Holmes is eager to get the images in front of the public. As well as a website, he had an exhibition in Washington, DC, last November, and has had the images printed up in newspaper format. He’s mailed copies of these to magazines, handed them out on the street, and even sneaked them into newspaper dispensers. While in the US he met with the World Resource Institute in DC and The Human Impact Institute in NY and is interested in working with NGOs concerned with water conservation and other environmental issues who are keen to conduct public campaigns.

Holmes’ next project is already taking shape and will combine portraiture with statistics on coal consumption. So if you see a smiling photographer heading your way armed with a bucket of coal and a clothes brush, consider yourself warned.

* This figure is calculated by dividing the input of treated, potable water by population. It does not include agricultural, thermoelectric or industrial uses, but does include restaurants and light industry within the municipal limits.


Water Conservation on Campus

UBC has an intimate relationship with water. Nestled at the tip of the Point Grey peninsula, the campus is embraced on three sides by ocean and river, and bound on the other by a temperate rain forest. The university also sits on a natural aquifer, a porous, layered bed of sand and gravel that holds water and could contribute to future water self-sufficiency on campus.

In 2011/12, UBC achieved a 50 per cent reduction in water consumption in institutional and ancillary buildings compared with 2000 levels, adjusted for growth. The university is now developing a Water Conservation Action Plan that will set ambitious new water conservation targets for its Vancouver campus.

Feedback from public consultations seeking the community’s visions and priorities for water conservation and management, along with a water audit of seven UBC buildings, is being used to inform the draft plan. Five key priorities were identified for water management, including rainwater harvesting; more efficient landscape irrigation; reduced water use and wastewater generation; managing water use in building operations; and education and engagement.

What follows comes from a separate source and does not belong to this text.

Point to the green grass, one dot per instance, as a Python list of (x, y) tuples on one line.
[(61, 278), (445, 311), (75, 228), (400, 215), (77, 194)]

UBC’s Water Conservation Action Plan will be complete in 2012.

In the Okanagan, UBC researchers have been awarded $1.2 million in funding from the Government of Canada to study how water conservation practices can be used to reduce greenhouse gas emissions. The university will develop beneficial management practices for irrigation that mitigate greenhouse gas emissions and carbon sequestration in orchards in the Okanagan and Fraser Valleys. This research will allow producers to improve their production efficiency and minimize their impacts on the environment while continuing to produce top quality fruit.